还是老样子:骆波当甩手掌柜,慢悠悠的胜似闲庭散步。而茅小雨提着喝剩的残酒和碗盏酒杯之类气喘吁吁快步追赶。
拐个弯,骆波的背影就从眼帘消失。
“老板,老板,等等我呀。”茅小雨拨腿就跑。
骆波抄着双手,嘴里还叨根野草,用‘恨铁不成钢’的眼神看着她:“你慌什么?”
“深更半夜的,我不敢一个人走夜路啊。”茅小雨如实相告。
还是得到骆波一枚白眼:“你不是见过鬼了吗?”
“不一样。”茅小雨正色解释:“地点不一样。”
“切。”骆波摇头不屑。
不过,骆波的脚步还是放慢了一点。
“对了,老板,现在应该没出租车了,咱们怎么回去呀?”茅小雨望一眼净空明月,考虑的很现实。

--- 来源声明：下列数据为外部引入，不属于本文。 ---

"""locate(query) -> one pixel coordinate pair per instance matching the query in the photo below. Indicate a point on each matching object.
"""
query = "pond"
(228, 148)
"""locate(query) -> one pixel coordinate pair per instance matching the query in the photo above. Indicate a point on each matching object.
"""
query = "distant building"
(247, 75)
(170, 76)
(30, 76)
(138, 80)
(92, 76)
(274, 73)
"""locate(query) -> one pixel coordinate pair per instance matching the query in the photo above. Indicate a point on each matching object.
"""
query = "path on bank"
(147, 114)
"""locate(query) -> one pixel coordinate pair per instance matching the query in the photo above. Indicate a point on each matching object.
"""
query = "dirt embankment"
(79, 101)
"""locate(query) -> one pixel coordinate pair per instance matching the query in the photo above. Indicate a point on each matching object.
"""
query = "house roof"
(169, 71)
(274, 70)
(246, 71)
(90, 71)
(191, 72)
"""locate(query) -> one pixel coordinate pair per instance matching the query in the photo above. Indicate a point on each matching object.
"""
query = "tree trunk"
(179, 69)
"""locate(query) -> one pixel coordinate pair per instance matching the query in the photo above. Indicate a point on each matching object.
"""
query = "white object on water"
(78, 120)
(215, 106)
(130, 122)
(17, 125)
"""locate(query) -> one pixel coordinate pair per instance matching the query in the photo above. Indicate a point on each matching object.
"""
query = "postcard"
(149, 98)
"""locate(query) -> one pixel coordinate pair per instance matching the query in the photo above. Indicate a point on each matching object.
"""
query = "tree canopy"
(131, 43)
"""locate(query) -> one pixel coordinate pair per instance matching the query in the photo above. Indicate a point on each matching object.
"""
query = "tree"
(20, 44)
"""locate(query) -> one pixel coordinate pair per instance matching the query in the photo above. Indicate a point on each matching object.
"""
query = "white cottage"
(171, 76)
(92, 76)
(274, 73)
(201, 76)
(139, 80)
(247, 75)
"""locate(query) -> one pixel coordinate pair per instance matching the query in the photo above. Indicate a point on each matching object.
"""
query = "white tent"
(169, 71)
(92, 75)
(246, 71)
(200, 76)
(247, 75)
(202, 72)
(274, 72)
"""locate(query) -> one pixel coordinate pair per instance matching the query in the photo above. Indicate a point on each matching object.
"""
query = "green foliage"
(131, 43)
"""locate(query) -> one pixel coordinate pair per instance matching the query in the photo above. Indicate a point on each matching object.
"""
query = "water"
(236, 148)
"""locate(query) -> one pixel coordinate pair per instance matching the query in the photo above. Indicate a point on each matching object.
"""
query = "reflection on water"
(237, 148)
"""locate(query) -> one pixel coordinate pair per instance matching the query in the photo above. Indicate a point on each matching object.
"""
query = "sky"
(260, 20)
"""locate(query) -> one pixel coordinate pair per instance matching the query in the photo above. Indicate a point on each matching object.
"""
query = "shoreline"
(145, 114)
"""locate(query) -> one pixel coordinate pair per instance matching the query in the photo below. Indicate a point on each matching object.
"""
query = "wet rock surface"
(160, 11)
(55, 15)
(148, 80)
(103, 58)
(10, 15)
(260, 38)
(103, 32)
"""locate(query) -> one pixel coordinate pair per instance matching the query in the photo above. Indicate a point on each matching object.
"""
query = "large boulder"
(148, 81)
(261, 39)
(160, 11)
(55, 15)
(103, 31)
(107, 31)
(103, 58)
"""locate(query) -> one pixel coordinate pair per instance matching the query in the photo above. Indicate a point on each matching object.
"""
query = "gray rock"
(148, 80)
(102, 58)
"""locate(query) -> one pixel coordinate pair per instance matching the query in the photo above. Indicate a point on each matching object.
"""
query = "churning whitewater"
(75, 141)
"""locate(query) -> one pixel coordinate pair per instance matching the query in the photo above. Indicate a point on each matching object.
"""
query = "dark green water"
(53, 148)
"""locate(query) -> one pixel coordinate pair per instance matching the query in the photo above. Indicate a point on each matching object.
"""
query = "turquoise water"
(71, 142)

骆波用眼角余光瞄她:“要不是有你这个累赘,我早就回去睡大觉了。”
茅小雨张嘴欲反驳,可话到嘴边又明智的闭嘴了。
这个老妖怪,多的是办法来去无踪。
“谢谢老板陪我走这段夜路。”茅小雨讨好的道谢。
“别口头感谢啊,来点实际的。”
茅小雨不解:“实际什么?”
“以后,我早中晚三餐,你包了。”骆波坏坏笑。
茅小雨原地蹦起:“三餐我包?”
“没问题吧?”
“有问题,没钱。”茅小雨大声又直白。
骆波一耸肩:“你很快就不穷了。”
“我……”茅小雨咽咽喉,嗓门一下调低:“我,我无父无母,得自己存点钱当嫁状呢。”
‘噗,哈哈哈哈。’骆波喷笑。
茅小雨也算中急中生智,硬拗出这个理由。不过他一笑,脸皮就开始红涨了。
“笑什么嘛?我说的是实话。”
“我信,哈哈哈,我信……”骆波笑的上气不接下气。
为了不包他三餐,亏得她张得了口。连嫁状都搬出来了。
茅小雨鼓起眼睛,恨恨:“笑,笑,笑,笑死你好了。哼!”扬头不管他,先走一步了。
“哎,四眼妹,我忽然发现你有一项隐藏的特殊能力……”骆波拭去眼角笑出的泪。
茅小雨回头瞪他一眼,用脚趾头想都知道不是好话。
“……你天生是讲相声的料子,还是单口相声。”揭晓,果然不是什么好话。
“你才说相声的呢。”茅小雨愤愤扭头懒得搭理他了。
骆波‘哈哈’大笑。
称量山脚下,路灯还亮着。
茅小雨掏出手机翻找着。已经这么晚了,网上也叫不到车了吧?
“老板,真要走回去呀?”
“不然呢?”
茅小雨回看一眼称量山,笑道:“要不,我们先找个地方坐着等天稍亮,然后去早餐摊吃了早餐再回去,怎么样?”
骆波打个哈欠:“我好困。”
哈欠是会传染的。茅小雨也打个哈欠,附合:“我也好困。”
“你慢慢坐等天亮,我先回去了。”骆波走开。
“哎,老板,等等我。”茅小雨箭步追上,无奈道:“好吧,走就走。”
称量山虽在H城市区,可离着状元巷还是有四十分钟的车程呢。
为了防止走路睡着,茅小雨有一搭没一搭的找骆波说话。
“老板,你跟城隍爷很熟吗?”
“熟透了。”
“今晚的酒菜算借,还是算你请客?”
“算我的。”
“那城隍爷不是欠你一个人情吗?”
“他欠我的人情多着呢,不差这一遭。”
“那个赵姓城隍爷,怎么看着威严有余,慈详不足呢?”
骆波停了停脚步,相当严肃说:“他呀,你不能轻慢。”
茅小雨跟着立定,认真点头:“我尊敬所有城隍爷。听说都是生前有大功大德的家喻户晓人物才能担当胜任,对吧?”
“倒也没错。”
“那赵城隍爷他……”反正茅小雨搜肠刮肚的,也没想起来这位赵姓城隍爷是何方知名人物?赵公明?不可能呀,那可是财神。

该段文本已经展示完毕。